Introduction
This hands-on machine learning tutorial is based on the event reconstruction challenges of the ALPHA-g experiment at CERN.
Our goal is to predict the position where antihydrogen atoms annihilate, a task known as vertex reconstruction.
Instead of building everything from scratch, you'll start from a fully working baseline model. This allows us to focus on:
- Understanding the physics and data.
- Exploring the model's design.
- Improve its performance.
- Experiment with more advanced ideas.
By the end of this tutorial, you'll have a clear picture of how deep learning can be applied to real-world problems, and you'll be ready to tackle your own machine learning projects.
What is ALPHA-g?
ALPHA-g is an experiment at CERN that seeks to answer a fundamental question: does antimatter fall under gravity the same way as matter?
To investigate this ALPHA-g traps antihydrogen, a neutral antimatter atom made of an antiproton and a positron, in a magnetic trap. The atom is then released and allowed to fall. When it annihilates on contact with matter, it produces several detectable particles.
Our job is to figure out where that annihilation happened. This position, the vertex, is key to determine how the antihydrogen moved and whether gravity influenced it.
The detector records a series of 3D points left by charged particles resulting from the annihilation. Reconstructing the vertex from these points is what this tutorial is all about.

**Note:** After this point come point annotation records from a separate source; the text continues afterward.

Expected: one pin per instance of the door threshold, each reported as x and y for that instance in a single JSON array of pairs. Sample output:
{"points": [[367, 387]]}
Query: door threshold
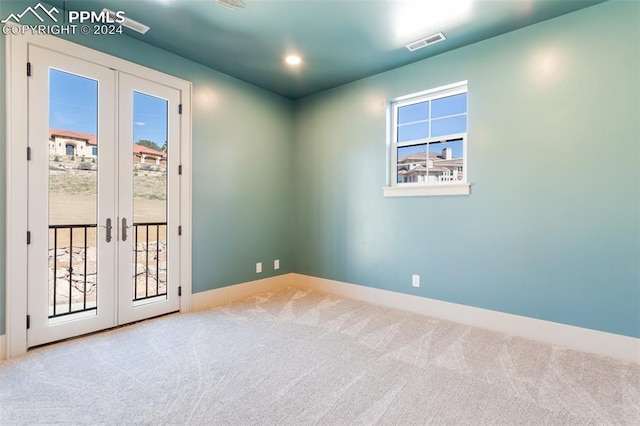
{"points": [[81, 336]]}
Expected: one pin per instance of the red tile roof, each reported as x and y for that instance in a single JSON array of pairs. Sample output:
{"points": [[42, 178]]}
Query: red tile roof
{"points": [[88, 137]]}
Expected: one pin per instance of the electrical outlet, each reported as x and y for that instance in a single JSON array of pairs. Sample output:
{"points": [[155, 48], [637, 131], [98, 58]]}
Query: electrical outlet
{"points": [[415, 280]]}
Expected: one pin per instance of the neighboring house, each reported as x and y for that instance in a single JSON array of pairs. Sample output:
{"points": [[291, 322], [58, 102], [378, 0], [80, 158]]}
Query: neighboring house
{"points": [[430, 167], [77, 144], [143, 154], [85, 145]]}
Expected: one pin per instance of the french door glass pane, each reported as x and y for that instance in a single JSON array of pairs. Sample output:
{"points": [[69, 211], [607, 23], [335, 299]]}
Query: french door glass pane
{"points": [[149, 198], [73, 194]]}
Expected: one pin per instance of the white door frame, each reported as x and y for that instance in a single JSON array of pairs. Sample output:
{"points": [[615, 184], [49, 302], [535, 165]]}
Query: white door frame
{"points": [[16, 275]]}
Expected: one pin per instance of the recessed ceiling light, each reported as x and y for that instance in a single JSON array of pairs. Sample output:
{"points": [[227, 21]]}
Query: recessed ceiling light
{"points": [[424, 42], [293, 60]]}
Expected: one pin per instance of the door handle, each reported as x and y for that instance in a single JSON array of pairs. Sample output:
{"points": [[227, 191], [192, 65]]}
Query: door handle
{"points": [[109, 228], [124, 229]]}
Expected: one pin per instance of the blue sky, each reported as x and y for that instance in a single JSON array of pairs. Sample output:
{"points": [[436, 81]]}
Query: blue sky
{"points": [[74, 106]]}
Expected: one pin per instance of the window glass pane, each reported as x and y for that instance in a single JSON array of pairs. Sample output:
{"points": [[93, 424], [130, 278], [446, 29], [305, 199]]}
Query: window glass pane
{"points": [[450, 105], [413, 131], [73, 194], [412, 164], [449, 126], [149, 232], [415, 112], [446, 161]]}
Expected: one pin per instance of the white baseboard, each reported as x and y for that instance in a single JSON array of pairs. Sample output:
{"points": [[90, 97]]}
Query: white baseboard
{"points": [[582, 339], [219, 296], [3, 346]]}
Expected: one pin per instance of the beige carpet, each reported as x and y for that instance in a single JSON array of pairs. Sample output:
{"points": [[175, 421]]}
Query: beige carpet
{"points": [[295, 357]]}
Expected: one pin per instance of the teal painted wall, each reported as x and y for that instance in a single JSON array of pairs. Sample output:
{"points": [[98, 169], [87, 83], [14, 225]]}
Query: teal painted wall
{"points": [[551, 229], [242, 174]]}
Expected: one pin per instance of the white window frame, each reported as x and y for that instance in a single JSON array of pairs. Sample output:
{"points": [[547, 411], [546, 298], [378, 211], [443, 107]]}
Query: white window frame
{"points": [[394, 189]]}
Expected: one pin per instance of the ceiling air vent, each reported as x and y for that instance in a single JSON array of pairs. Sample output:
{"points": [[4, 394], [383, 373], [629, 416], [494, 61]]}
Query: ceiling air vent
{"points": [[427, 41]]}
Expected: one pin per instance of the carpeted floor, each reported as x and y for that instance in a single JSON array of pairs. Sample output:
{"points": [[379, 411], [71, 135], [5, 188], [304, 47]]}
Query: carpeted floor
{"points": [[296, 357]]}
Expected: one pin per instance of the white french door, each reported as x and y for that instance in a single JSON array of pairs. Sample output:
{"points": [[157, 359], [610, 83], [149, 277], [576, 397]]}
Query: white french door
{"points": [[103, 197]]}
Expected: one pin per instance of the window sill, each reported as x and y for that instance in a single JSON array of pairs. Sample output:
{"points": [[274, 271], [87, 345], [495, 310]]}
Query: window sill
{"points": [[426, 190]]}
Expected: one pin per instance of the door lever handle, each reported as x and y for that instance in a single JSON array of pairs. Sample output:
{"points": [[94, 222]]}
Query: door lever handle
{"points": [[109, 228], [124, 229]]}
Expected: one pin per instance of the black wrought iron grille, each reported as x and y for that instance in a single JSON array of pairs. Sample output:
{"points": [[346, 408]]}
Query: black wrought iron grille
{"points": [[150, 259], [73, 266], [72, 290]]}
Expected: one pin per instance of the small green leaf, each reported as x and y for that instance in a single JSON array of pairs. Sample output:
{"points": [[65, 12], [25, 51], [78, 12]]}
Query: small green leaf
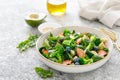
{"points": [[30, 42], [43, 72]]}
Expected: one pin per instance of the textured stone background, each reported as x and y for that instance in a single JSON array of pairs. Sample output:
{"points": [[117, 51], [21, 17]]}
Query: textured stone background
{"points": [[13, 29]]}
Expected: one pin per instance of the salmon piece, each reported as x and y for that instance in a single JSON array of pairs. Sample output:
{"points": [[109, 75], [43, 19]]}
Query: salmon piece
{"points": [[45, 51], [61, 34], [78, 41], [80, 52], [67, 62], [102, 53]]}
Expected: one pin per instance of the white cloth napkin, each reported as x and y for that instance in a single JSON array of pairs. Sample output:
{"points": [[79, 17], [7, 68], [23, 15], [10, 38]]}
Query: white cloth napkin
{"points": [[106, 11]]}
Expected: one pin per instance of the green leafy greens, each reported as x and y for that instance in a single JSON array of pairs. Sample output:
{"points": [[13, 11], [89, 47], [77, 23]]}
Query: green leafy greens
{"points": [[43, 72], [30, 42]]}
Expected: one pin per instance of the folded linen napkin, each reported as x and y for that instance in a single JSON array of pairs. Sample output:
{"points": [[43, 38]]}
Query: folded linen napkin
{"points": [[106, 11]]}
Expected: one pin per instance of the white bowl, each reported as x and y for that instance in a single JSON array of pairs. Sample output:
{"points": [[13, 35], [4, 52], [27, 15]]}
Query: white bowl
{"points": [[74, 68], [48, 26]]}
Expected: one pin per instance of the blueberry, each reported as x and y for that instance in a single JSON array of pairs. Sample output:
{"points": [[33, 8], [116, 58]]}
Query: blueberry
{"points": [[76, 63], [76, 59], [68, 49]]}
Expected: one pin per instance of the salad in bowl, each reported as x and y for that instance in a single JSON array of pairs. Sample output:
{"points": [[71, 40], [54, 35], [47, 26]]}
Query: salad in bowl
{"points": [[78, 48]]}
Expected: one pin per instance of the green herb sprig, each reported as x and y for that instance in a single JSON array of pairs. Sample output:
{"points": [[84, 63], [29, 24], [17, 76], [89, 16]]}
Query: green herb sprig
{"points": [[43, 72], [30, 42]]}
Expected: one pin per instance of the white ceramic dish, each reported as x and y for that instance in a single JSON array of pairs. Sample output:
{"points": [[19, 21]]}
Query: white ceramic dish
{"points": [[48, 26], [74, 68]]}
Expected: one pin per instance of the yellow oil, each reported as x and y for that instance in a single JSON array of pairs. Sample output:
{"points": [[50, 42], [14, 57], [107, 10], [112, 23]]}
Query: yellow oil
{"points": [[56, 9]]}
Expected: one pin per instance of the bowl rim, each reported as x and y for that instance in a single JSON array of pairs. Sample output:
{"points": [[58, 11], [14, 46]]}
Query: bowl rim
{"points": [[106, 57]]}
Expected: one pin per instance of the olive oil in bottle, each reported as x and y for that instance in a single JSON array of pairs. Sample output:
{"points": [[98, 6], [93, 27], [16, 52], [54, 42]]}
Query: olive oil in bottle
{"points": [[56, 7]]}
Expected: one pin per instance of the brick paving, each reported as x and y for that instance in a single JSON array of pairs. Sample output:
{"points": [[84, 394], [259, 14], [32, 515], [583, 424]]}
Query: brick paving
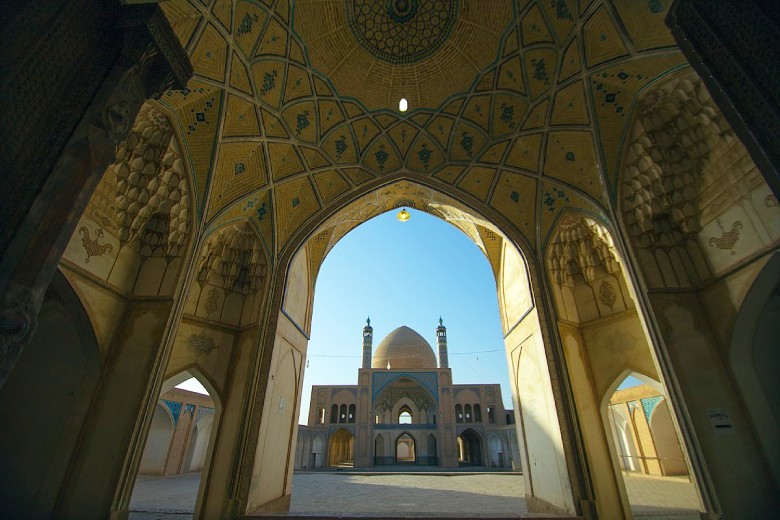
{"points": [[463, 494]]}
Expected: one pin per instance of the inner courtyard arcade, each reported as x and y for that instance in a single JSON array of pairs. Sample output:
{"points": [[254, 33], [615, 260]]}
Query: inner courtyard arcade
{"points": [[176, 172]]}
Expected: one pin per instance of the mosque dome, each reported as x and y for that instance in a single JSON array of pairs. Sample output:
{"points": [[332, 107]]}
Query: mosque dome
{"points": [[404, 348]]}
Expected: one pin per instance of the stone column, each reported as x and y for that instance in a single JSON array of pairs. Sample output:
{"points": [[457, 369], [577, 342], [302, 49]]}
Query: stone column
{"points": [[77, 72]]}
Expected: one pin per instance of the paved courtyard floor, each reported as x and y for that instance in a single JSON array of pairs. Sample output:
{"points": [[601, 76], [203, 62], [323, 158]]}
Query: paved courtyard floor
{"points": [[173, 498]]}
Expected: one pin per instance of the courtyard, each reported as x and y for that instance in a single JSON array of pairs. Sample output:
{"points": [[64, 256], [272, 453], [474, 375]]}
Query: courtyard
{"points": [[475, 495]]}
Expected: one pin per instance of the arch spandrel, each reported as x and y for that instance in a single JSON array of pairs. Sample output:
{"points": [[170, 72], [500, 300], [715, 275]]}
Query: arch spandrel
{"points": [[690, 193]]}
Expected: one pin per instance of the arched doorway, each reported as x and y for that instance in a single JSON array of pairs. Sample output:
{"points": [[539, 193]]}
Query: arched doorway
{"points": [[178, 445], [380, 457], [522, 333], [496, 453], [470, 448], [341, 448], [432, 455], [158, 443], [405, 449], [63, 359], [644, 442]]}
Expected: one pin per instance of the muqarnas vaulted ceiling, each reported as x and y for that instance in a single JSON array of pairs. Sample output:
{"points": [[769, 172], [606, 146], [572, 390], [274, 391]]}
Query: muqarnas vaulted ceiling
{"points": [[523, 106]]}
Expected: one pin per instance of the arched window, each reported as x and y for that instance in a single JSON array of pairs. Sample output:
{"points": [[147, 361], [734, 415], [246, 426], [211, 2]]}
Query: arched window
{"points": [[405, 415]]}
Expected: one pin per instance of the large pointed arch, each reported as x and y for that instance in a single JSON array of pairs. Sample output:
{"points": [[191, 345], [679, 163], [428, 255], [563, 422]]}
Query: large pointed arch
{"points": [[526, 339]]}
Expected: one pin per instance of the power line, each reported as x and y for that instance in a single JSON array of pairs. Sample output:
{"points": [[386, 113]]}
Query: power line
{"points": [[451, 354], [475, 352]]}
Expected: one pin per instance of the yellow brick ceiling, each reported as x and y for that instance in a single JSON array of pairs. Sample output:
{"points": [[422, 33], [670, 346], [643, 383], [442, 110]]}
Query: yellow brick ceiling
{"points": [[521, 105]]}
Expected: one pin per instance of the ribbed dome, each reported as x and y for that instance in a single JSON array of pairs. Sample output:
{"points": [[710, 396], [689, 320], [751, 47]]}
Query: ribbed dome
{"points": [[404, 348]]}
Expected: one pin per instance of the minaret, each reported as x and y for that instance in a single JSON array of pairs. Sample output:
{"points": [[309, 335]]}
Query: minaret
{"points": [[368, 338], [441, 342]]}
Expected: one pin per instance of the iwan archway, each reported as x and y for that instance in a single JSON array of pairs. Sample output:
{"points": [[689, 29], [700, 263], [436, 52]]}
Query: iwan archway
{"points": [[200, 245], [540, 388]]}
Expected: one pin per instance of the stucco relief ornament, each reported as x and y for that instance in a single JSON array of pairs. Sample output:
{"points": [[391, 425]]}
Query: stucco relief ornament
{"points": [[92, 247], [727, 239], [607, 294], [201, 343]]}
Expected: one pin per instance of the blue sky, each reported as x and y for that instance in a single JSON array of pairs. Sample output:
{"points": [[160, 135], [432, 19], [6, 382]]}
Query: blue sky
{"points": [[405, 273]]}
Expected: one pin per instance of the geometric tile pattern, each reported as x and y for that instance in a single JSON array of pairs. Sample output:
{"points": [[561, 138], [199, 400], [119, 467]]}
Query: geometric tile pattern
{"points": [[523, 107]]}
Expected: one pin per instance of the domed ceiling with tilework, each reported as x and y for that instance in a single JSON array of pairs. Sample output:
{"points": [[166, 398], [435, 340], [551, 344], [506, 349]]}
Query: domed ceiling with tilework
{"points": [[521, 105]]}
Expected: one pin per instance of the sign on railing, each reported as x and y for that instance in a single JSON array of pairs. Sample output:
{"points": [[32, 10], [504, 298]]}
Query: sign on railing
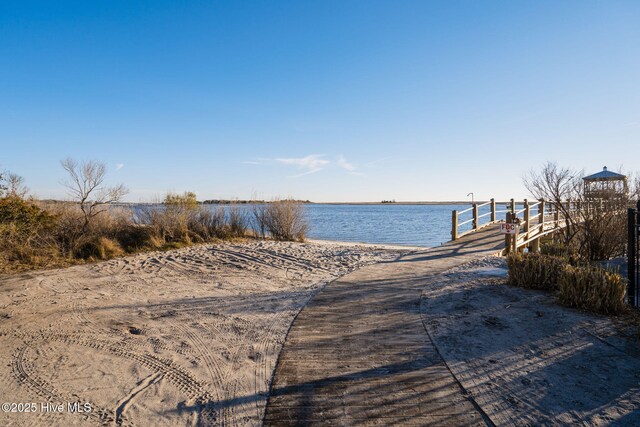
{"points": [[506, 228]]}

If you'd like a visual overview of the ALPHA-g experiment, this short animation by CERN provides an excellent introduction.
Vertex Reconstruction Overview
When antihydrogen annihilates, it typically produces 2-4 charged pions, which travel through the detector and leave behind a trail of hits.
The challenge is to infer the origin point of these tracks i.e. the location of the annihilation.
In traditional reconstruction pipelines, this is done using geometry-based algorithms that:
- Identify clusters of hits.
- Attempt to form tracks.
- Fit back to a common origin.
In this tutorial, you'll work with a deep learning-based approach:
- We provide you with a working model that predicts the z-coordinate of the vertex directly from a cloud of hits.
- You'll explore how this model works and then experiment with ways to make it better.
By the end of the tutorial, you'll have applied meaningful improvements to a real-world ML system used in fundamental physics research.
Why Machine Learning?
Reconstructing a vertex from a cloud of hit positions is a perfect use case for machine learning.
Why?
- It avoids the need to identify and fit individual particle tracks, which can be difficult or ambiguous.
- It can handle messy or sparse events where geometry-based methods might struggle.
- ML models can be trained end-to-end to optimize for the specific reconstruction task, and once trained, they're fast and scalable.
Session 1: Getting Started
In this session you'll get hands-on with the dataset and train your first machine learning model for vertex reconstruction.
You will:
- Explore what the detector data looks like.
- Preprocess point clouds for training and validation.
- Train a working baseline model.
This gives you a full end-to-end view, from raw data to vertex prediction!
By the end, you-ll be ready to start evaluating and improving this model in Session 2.
Setting up the Environment
Before you can run code for this tutorial, you need to set up your environment.
This section walks you through:
- Setting up your Python environment.
- Verifying everything is working.
- Getting the tutorial code.
Step 1: Set Up Your Python Environment
We provide a containerized environment that includes all the necessary dependencies for this tutorial. To access this environment, follow the instructions given here.
Step 2: Verify the Setup
To verify that everything is set up correctly, run the following command:
python -c "import torch; print(torch.__version__)"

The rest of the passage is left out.